In this theocratically patriarchic police state, Shideh doesn’t stand a chance. Following decades of secularism and expanded civil rights, Iran’s theologically fundamentalist Cultural Revolution rejected Western influence with an iron fist. Women weren’t just sent back to the kitchen, they were chained to it. Around this premise, first-time Writer-director Babak Anvari fashions one of the tightest and most politically charged horror movies in recent memory. When Shideh returns home, she removes her headscarf and locks away her most prized possession: a medical textbook inscribed with a loving note from her mother, a former doctor herself. Within the safety of her apartment, she wears whatever she wants, stands up to husband Iraj, and works out to Jane Fonda tapes. She even has a driver’s license.
But whenever she exerts her innate sense of personhood, nature pushes back. The first manifestation comes in the form of bombing raids that blanket the apartment in darkness. As rumors of impending Iraqi missiles send Iraj to the front lines (rumors Shideh pragmatically dismisses), Shideh is left to care for their daughter, Dorsa. And that’s where the real horrors penetrate her tiny liberal bastion.
Already beginning to crack thanks to Iraj’s denouncement of her most basic maternal responsibility, Shideh’s rationality comes under further attack when Dorsa insists that they’ve been targeted by djinn (ghouls or, more closely, genies), who have the power to possess and worse. Superficially, this kind of material might seem reactionary—demons correct Shideh’s misplaced faith in science. (Most famously, The Exorcist charged that single mothers risk inviting Satan into their homes and pubescent daughters.) But Anvari uses the threat of fundamentalist religion as a symbol for theocratic overreach. When Shideh oversteps her social function, the psychic toll is both internal and external. The “shadow” of the movie’s title holds a dual function too; there’s a hopelessness in Shideh’s efforts to impart her mother’s secular values onto a daughter raised in a world without logic.

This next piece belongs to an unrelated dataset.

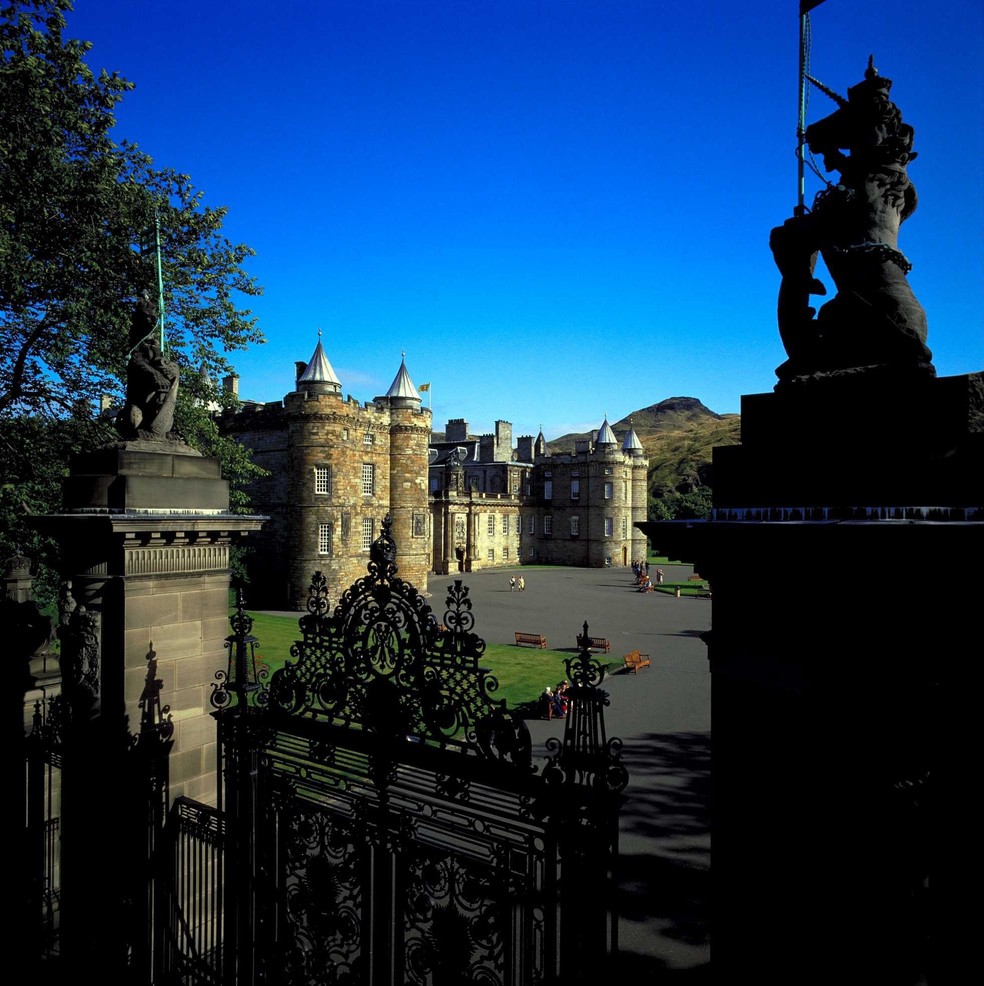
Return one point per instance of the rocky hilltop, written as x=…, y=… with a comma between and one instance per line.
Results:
x=678, y=434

Anvari’s movie is under a shadow of its own. In the 1990s, Iran was the source of the world’s most exciting movies. Led by giants like Abbas Kiarostami (who died earlier this year), the movement was subject to intense censorship and responded by rejecting classic formal techniques in favor of meta-textual flourishes. Under the Shadow retains the earlier generation’s braininess but burnishes its look and pace with glossy electricity. Balancing jump scares with slow-burning dread, it’s a solidly spooky effort—a strikingly political take on The Babadook.
In the opening crawl, the movie describes the Cultural Revolution and the Iraq-Iran War as “a period of darkness where fear and anxiety thrived.” Under the Shadow gets at those fears and anxieties in a way that crawls under the skin, but its lasting impact is in the head.
Under the Shadow. Written and directed by Babak Anvari. Starring Narges Rashidi, Avin Manshadi, and Bobby Naderi. Opens in Kansas City October 7.